En effet, car les députés déplorent que « malgré l’entrée en vigueur de l’accord de dialogue politique et de coopération il y a près de quatre ans, la situation en matière de droits de l’homme et de démocratie ne se soit pas améliorée ». Au contraire, « le régime cubain a intensifié la répression et les violations des droits de l’homme ». Le texte dénonce ainsi « la détention de prisonniers politiques ». 

Le Parlement a maintes fois souligné que contrairement à ce que prévoyait l’accord, l’opposition cubaine reste exclue des discussions entre Bruxelles et La Havane. Cependant, le chef de la diplomatie européenne a tenu à défendre cet accord devant les parlementaires européens.

Oui, et dans son discours face au Parlement, Josep Borrell admet je cite « que ces réunions formelles n’ont inclus que des organisations cubaines enregistrées auprès des autorités, mais l’Union européenne sollicite désormais l’avis de toutes les parties de la société civile cubaine, dans d’autres contextes et via d’autres contacts. » Rappelant que « cet accord nous a fourni un cadre stable pour un dialogue politique régulier » où « nous traitons des questions de droits de l’homme ».

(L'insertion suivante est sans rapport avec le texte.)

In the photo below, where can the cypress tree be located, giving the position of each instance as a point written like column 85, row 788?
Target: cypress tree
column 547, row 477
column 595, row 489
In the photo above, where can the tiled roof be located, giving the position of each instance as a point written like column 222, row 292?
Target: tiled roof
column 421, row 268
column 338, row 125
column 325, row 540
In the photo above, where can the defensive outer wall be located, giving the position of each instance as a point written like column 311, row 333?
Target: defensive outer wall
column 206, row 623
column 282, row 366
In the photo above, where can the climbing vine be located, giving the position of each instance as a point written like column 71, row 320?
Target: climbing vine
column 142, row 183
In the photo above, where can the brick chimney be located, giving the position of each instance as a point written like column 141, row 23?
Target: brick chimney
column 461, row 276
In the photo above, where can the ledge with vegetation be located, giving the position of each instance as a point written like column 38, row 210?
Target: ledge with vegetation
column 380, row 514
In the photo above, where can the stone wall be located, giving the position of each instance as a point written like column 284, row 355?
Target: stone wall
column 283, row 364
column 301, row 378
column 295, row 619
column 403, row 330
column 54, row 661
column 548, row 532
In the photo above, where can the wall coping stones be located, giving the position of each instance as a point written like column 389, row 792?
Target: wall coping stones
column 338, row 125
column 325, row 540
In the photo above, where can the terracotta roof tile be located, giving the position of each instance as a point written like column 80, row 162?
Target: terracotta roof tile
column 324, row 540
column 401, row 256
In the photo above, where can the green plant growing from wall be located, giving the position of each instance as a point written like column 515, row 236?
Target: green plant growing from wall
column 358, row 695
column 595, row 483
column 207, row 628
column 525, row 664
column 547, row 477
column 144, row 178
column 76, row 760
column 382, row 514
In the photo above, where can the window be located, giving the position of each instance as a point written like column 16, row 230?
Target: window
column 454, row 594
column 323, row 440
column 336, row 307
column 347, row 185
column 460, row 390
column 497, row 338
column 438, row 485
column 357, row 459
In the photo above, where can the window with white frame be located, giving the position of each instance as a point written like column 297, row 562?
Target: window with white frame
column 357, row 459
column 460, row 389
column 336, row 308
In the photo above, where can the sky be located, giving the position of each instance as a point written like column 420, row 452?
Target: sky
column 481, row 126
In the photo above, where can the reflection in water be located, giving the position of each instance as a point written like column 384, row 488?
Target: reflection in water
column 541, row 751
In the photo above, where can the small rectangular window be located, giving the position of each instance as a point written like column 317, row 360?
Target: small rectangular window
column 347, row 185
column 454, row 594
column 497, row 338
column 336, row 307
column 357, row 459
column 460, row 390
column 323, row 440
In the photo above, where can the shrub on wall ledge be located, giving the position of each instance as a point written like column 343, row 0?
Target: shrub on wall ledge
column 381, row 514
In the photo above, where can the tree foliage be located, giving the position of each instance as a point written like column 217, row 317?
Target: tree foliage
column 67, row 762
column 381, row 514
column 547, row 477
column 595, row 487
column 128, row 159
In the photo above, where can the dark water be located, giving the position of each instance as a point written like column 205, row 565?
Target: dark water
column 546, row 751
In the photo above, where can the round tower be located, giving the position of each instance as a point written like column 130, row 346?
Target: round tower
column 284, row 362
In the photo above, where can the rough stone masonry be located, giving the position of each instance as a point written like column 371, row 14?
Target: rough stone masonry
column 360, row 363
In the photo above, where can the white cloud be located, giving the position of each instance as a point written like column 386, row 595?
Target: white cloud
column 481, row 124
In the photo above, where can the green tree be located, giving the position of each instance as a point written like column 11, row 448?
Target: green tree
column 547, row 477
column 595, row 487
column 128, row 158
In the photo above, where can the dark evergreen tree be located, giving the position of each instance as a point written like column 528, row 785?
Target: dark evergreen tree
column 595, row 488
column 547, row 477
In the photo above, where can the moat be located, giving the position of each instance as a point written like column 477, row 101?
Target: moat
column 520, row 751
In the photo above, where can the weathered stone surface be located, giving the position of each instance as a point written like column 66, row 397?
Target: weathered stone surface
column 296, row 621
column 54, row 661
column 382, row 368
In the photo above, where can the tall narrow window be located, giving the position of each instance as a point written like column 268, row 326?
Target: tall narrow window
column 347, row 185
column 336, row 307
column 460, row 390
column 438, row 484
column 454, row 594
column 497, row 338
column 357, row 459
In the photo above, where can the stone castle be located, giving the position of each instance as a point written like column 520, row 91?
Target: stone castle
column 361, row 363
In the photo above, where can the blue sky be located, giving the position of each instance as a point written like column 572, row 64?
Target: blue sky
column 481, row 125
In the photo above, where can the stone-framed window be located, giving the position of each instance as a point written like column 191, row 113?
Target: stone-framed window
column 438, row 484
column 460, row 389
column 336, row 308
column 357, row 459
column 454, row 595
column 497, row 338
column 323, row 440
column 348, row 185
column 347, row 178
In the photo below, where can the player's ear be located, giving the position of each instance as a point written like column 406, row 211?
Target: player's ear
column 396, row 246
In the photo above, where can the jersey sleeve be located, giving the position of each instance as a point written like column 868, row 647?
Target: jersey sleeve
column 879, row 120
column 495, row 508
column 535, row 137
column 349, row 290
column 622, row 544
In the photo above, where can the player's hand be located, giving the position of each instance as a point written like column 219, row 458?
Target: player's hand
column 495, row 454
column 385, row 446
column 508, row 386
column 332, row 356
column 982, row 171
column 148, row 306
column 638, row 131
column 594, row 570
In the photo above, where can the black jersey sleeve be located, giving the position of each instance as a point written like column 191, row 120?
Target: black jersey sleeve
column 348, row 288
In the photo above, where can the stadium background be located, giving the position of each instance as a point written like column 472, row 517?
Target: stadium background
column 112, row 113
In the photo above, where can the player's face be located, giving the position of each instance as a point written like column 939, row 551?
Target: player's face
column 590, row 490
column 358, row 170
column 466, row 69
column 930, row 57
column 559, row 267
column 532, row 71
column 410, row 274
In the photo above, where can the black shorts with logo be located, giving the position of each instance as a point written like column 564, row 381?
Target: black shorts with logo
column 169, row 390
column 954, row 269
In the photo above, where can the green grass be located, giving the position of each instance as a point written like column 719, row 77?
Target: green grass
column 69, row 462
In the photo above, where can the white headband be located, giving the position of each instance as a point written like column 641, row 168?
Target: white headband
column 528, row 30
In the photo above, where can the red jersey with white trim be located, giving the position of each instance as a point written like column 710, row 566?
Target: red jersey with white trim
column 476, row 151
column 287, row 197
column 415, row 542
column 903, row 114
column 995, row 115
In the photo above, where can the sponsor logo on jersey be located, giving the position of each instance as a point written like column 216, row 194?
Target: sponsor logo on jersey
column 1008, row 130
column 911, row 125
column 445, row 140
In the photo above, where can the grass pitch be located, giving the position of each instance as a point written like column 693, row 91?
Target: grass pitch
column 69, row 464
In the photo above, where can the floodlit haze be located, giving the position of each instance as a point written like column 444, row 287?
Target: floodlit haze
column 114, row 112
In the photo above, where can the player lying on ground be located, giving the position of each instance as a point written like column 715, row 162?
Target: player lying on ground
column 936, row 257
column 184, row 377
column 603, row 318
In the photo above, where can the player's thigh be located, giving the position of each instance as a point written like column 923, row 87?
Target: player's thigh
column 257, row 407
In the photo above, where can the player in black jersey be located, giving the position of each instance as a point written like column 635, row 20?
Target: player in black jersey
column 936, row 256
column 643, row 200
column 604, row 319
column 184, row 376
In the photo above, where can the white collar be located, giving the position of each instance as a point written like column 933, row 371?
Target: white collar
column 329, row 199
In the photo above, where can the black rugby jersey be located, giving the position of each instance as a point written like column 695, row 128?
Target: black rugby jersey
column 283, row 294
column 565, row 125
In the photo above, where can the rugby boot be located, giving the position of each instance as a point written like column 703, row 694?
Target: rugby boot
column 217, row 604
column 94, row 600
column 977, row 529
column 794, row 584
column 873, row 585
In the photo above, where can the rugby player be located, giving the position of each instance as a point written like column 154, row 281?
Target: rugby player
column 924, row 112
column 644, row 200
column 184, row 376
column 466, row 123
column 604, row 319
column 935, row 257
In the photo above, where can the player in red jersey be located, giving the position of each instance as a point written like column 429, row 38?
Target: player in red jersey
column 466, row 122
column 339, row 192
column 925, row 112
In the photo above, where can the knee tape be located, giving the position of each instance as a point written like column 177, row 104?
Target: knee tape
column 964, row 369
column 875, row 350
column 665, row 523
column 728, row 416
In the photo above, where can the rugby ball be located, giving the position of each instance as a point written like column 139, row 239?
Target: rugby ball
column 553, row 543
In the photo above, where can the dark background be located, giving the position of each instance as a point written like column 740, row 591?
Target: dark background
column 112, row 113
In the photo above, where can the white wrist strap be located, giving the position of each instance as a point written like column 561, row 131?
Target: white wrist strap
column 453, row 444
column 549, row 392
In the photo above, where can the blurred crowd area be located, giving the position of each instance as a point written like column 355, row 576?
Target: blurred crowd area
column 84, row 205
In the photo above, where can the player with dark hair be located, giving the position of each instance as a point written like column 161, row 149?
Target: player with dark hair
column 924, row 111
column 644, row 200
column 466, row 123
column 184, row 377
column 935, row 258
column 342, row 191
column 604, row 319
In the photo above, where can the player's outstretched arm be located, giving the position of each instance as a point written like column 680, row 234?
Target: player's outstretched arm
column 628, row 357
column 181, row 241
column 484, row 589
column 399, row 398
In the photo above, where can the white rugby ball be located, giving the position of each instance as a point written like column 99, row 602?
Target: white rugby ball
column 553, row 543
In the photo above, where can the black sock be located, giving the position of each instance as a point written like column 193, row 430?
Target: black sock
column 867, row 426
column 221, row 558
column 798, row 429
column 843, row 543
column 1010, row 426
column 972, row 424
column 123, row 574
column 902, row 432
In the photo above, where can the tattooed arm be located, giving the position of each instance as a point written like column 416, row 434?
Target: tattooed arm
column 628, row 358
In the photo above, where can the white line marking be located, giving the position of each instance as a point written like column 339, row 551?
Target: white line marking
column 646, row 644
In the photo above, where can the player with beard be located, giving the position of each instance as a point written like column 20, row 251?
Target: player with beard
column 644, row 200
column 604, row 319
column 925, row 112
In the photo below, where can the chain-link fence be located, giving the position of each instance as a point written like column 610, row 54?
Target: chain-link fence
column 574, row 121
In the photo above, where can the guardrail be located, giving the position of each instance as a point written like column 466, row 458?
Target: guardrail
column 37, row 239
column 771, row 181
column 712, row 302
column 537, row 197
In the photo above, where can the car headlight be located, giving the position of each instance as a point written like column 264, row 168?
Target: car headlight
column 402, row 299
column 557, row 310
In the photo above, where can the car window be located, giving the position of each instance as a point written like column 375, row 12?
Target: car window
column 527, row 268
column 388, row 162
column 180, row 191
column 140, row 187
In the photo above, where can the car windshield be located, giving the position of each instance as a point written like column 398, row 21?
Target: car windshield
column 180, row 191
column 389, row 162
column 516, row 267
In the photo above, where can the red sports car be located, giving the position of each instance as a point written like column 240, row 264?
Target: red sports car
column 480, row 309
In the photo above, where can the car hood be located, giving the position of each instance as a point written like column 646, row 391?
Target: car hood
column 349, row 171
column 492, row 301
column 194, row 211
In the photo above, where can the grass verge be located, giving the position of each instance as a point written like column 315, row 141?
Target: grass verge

Terminons en revenant sur une résolution sans équivoque à l’encontre de la Biélorussie. Dans leur texte, les eurodéputés somment les états membres d’élargir les sanctions contre le régime de Loukachenko, qui a récemment ordonné le détournement d’un avion de ligne reliant Athènes à Vilnius en prétextant une alerte à la bombe, pour arrêter le militant et journaliste Roman Protassevitch et sa compagne.

Tout à fait, les élus proposent par exemple de sanctionner un « nombre beaucoup plus élevé de responsables biélorusses, tels que les procureurs » ainsi que « la police, le personnel pénitentiaire, les députés, les membres du gouvernement » et les responsables des médias d’Etat. Mais également « des sanctions sectorielles ciblant en particulier les industries du pétrole brut et des produits pétroliers, de la potasse, de l’acier et de la transformation du bois ». 

Les députés plaident donc pour un isolement économique de la Biélorussie sur la scène internationale mais aussi dans le domaine du sport. 

Oui, les parlementaires souhaitent « la suspension de Minsk des championnats européens et mondiaux et des jeux Olympiques de Tokyo »  et demandent « à l’Union des associations européennes de football, l’UEFA, de retirer les droits de retransmission du tournoi de football EURO 2020 à la télévision d’État biélorusse TVR et de les attribuer gratuitement à la télévision indépendante Belsat.